Fechei meu olhos e coloquei-me a chorar, mas quando os abri não consegui acredita no que via, teria eu mergulhado definitivamente no poço da loucura? Não havia como aquilo ter acontecido.

Estava eu, sentado diante a porta da entrada, segurando um galão vazio e uma caixa de fósforos, enquanto minha casa ardia em chamas, assim como os confins do inferno.

Como isso poderia ser real? Nada do que vivencei com aquela maldita ave fora verdade?

Olhei para a árvore e lá estava o demoníaco corvo, me olhando com ar de satisfação. Pouco tempo depois chegaram a polícia e os bombeiros, e de nada mais consegui me lembrar. Me disseram que quando me encontraram, estava eu a gritar com uma suposta ave que ninguém mais via, dizendo que tudo era culpa daquela criatura bestial.
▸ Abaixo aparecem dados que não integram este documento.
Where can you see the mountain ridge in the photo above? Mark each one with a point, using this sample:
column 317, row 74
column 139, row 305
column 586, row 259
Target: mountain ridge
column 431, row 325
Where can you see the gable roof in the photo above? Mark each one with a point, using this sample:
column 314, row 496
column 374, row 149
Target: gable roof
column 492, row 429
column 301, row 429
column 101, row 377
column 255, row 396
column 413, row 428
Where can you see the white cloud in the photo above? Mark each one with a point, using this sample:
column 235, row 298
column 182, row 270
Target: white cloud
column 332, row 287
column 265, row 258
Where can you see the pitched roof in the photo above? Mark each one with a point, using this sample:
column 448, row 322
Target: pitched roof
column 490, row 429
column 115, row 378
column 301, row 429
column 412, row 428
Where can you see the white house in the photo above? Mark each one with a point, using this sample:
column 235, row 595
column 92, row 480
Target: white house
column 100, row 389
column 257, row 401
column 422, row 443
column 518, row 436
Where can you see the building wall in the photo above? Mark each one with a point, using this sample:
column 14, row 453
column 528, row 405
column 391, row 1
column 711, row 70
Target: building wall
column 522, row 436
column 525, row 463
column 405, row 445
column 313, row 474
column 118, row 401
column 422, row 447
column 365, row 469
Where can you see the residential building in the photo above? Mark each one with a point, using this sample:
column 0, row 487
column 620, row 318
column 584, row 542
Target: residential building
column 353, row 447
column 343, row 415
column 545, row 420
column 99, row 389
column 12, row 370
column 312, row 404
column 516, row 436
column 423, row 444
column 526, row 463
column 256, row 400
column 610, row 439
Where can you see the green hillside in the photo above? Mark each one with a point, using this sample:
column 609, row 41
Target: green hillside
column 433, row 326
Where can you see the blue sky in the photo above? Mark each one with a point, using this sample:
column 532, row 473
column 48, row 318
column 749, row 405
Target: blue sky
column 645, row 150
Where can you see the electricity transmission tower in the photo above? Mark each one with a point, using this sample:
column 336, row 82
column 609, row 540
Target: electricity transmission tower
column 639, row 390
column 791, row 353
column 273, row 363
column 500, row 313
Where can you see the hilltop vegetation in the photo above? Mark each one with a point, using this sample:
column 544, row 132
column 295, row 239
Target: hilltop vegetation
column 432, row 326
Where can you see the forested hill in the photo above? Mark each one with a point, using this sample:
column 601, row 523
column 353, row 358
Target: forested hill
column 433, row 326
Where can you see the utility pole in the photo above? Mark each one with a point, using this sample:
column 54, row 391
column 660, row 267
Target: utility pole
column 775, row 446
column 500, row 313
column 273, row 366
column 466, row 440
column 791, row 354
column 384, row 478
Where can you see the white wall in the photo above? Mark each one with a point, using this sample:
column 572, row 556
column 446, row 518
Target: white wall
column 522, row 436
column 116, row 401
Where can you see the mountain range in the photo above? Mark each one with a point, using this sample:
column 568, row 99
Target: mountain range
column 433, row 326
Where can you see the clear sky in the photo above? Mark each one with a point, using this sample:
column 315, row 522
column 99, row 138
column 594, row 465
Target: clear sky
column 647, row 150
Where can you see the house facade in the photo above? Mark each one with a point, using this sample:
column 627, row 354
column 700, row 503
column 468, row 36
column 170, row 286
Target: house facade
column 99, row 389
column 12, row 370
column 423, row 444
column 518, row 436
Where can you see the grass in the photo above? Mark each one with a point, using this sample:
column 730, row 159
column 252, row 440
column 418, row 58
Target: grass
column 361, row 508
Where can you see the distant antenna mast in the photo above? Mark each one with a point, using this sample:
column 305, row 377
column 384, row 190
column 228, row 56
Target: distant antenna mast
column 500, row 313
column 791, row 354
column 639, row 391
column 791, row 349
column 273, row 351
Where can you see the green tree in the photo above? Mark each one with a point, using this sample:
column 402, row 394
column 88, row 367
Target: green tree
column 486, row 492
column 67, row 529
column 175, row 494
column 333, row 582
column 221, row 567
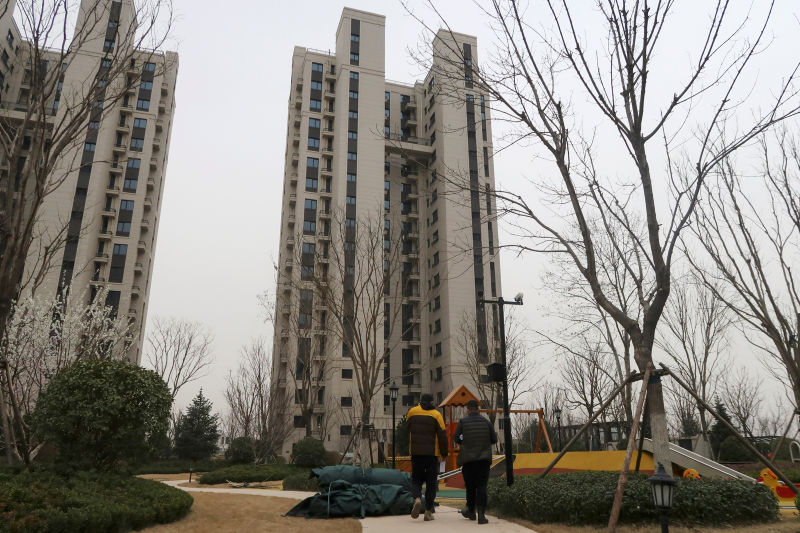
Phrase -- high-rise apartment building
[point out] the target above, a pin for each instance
(359, 144)
(113, 177)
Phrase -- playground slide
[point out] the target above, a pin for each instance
(704, 466)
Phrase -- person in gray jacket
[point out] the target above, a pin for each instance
(475, 435)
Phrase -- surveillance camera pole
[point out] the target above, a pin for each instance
(508, 445)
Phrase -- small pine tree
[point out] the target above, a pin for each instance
(197, 431)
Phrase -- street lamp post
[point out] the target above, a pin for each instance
(506, 417)
(393, 388)
(557, 412)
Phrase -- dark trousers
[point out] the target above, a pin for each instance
(424, 469)
(476, 477)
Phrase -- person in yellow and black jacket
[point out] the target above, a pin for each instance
(427, 447)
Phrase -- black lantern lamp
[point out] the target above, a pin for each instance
(663, 486)
(393, 389)
(557, 412)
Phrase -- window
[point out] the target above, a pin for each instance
(123, 228)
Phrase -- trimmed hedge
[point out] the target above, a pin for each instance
(586, 498)
(46, 502)
(250, 473)
(301, 481)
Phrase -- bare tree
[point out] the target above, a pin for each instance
(551, 66)
(519, 366)
(179, 351)
(256, 405)
(41, 338)
(749, 235)
(696, 325)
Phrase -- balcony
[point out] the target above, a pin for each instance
(404, 144)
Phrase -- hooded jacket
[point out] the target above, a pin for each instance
(426, 428)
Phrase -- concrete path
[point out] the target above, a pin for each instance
(446, 519)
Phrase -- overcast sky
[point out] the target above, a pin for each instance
(220, 219)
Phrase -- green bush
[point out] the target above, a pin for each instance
(308, 452)
(101, 412)
(586, 498)
(249, 473)
(44, 501)
(178, 466)
(240, 451)
(301, 481)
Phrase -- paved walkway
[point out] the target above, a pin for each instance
(446, 519)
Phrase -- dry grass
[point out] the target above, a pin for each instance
(787, 524)
(233, 513)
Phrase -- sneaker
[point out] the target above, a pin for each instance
(417, 508)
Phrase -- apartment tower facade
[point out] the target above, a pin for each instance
(359, 144)
(113, 179)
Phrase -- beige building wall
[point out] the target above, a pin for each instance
(395, 149)
(106, 188)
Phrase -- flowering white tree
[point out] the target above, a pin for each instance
(43, 336)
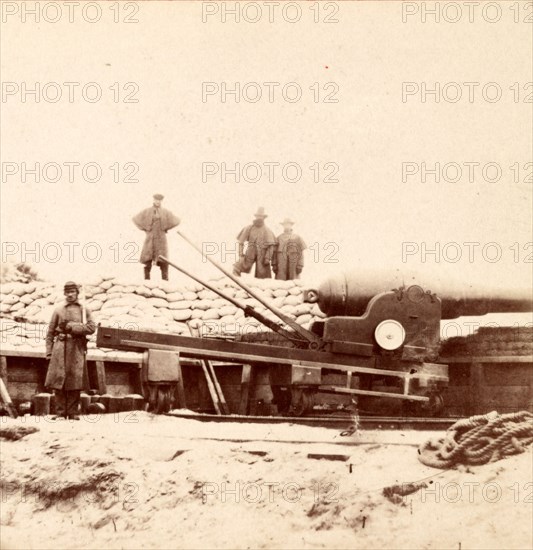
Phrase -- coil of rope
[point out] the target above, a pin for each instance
(479, 440)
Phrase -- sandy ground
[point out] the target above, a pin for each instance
(136, 480)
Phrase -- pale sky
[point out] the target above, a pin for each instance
(363, 220)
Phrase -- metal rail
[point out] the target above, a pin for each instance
(334, 422)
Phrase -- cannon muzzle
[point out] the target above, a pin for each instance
(348, 294)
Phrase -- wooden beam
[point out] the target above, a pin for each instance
(475, 387)
(100, 377)
(211, 387)
(222, 400)
(339, 389)
(487, 359)
(3, 369)
(180, 390)
(245, 388)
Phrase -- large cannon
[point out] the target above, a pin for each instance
(383, 334)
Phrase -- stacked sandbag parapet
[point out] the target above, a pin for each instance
(159, 306)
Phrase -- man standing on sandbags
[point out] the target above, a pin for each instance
(261, 242)
(66, 347)
(155, 222)
(288, 260)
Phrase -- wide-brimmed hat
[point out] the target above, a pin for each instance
(71, 285)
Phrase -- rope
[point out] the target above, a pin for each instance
(479, 440)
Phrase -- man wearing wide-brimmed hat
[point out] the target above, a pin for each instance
(288, 260)
(155, 222)
(259, 250)
(66, 347)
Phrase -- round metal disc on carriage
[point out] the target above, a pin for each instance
(390, 334)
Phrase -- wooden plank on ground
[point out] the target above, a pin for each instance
(180, 390)
(6, 400)
(211, 386)
(222, 400)
(245, 388)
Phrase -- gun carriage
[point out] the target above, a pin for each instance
(382, 334)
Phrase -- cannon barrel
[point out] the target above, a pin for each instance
(349, 294)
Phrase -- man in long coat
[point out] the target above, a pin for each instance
(155, 221)
(288, 261)
(261, 242)
(66, 347)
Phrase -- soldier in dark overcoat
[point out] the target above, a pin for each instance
(66, 348)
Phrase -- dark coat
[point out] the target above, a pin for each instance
(66, 350)
(155, 222)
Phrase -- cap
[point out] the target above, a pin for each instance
(71, 285)
(260, 213)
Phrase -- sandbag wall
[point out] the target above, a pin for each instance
(150, 306)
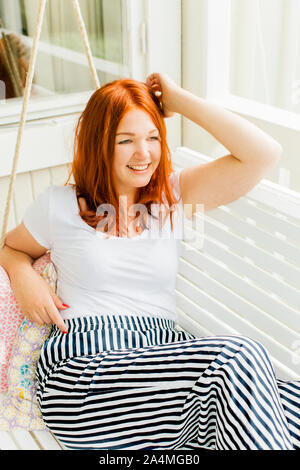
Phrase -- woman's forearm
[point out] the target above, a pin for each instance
(15, 262)
(244, 140)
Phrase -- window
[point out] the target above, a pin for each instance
(61, 69)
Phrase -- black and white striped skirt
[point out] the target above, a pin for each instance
(121, 382)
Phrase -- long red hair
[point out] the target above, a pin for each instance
(94, 146)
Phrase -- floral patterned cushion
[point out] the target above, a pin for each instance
(19, 408)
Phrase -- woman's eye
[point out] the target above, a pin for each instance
(129, 140)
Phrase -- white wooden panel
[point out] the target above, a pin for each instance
(246, 268)
(261, 237)
(244, 276)
(246, 209)
(229, 307)
(247, 250)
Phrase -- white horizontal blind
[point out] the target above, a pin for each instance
(246, 277)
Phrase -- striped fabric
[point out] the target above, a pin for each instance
(118, 382)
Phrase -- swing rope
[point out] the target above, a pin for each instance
(27, 91)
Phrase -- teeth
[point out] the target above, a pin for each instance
(139, 167)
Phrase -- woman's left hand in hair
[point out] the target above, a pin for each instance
(165, 89)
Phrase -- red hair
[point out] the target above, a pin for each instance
(94, 147)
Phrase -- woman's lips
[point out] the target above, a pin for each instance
(140, 171)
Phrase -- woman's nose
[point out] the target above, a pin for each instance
(143, 149)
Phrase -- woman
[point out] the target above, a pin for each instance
(116, 373)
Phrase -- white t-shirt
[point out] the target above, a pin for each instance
(116, 275)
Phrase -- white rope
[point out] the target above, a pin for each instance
(27, 91)
(85, 40)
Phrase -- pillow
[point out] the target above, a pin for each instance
(11, 317)
(19, 408)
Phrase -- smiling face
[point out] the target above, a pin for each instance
(137, 143)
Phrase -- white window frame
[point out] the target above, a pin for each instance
(218, 72)
(69, 103)
(50, 119)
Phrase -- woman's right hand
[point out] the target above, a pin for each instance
(37, 300)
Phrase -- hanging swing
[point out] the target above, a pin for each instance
(21, 339)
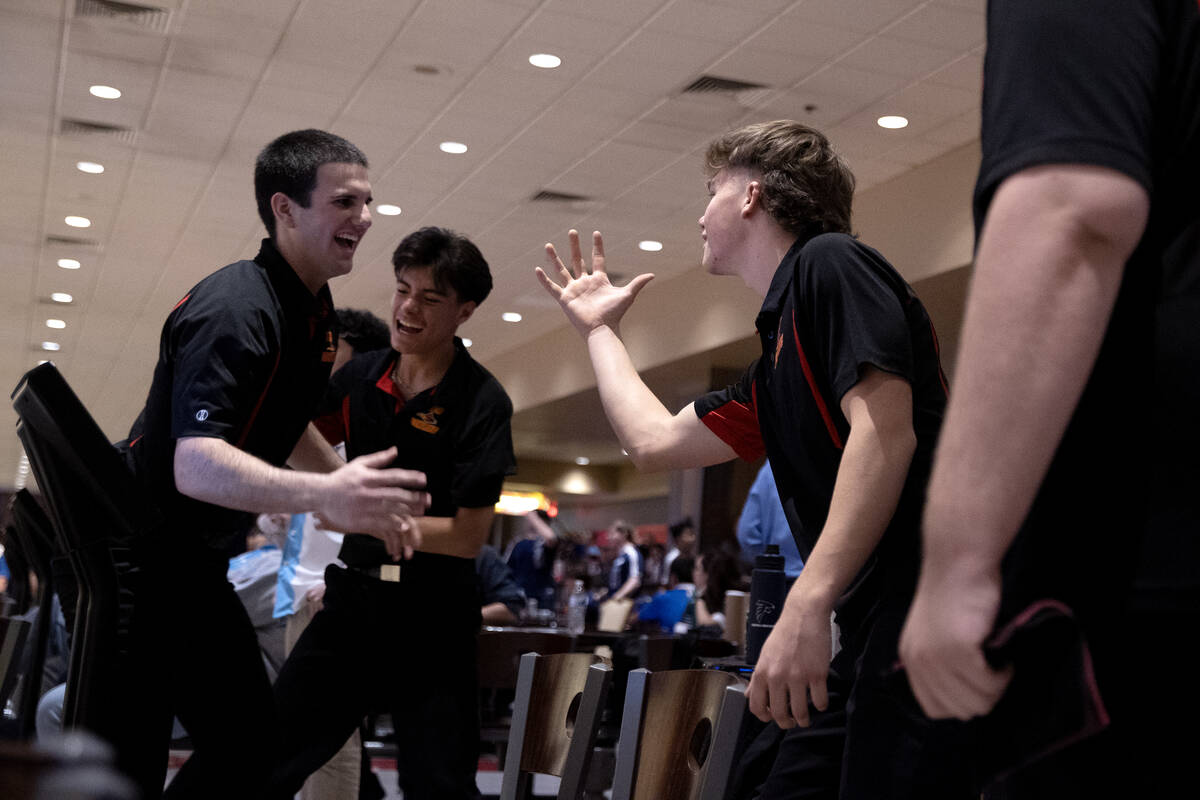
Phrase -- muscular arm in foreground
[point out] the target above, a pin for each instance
(1048, 270)
(360, 495)
(654, 438)
(795, 660)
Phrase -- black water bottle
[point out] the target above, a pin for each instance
(768, 588)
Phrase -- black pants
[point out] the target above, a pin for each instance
(405, 648)
(1145, 666)
(193, 654)
(873, 740)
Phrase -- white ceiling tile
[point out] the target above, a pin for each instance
(899, 58)
(863, 16)
(942, 26)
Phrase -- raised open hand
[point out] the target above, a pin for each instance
(588, 299)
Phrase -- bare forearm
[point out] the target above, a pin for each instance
(1047, 277)
(215, 471)
(654, 438)
(312, 453)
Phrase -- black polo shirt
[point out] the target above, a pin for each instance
(459, 433)
(834, 307)
(244, 356)
(1127, 470)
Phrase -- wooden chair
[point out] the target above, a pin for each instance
(678, 734)
(555, 722)
(498, 662)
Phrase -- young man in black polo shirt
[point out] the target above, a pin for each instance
(243, 362)
(401, 637)
(1068, 468)
(846, 400)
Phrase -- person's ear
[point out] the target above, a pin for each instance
(465, 311)
(283, 208)
(751, 200)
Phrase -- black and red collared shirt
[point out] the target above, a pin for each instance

Vários anos se passaram desde então, e aqui estou eu nessa cela, condenado por queimar minha casa e por matar minha esposa, que se encontrava dormindo no momento do incêndio. Ela havia escrito uma carta para sua família, onde contara sobre nossa pobre relação, e que estava com medo de que eu pudesse fazer algo de ruim a ela.

Ainda hoje falo com esse ser maldito, que é o verdadeiro culpado pelo crime que cometi, mas sua resposta é sempre a mesma:

“Sabes quem sou e porque estou aqui.”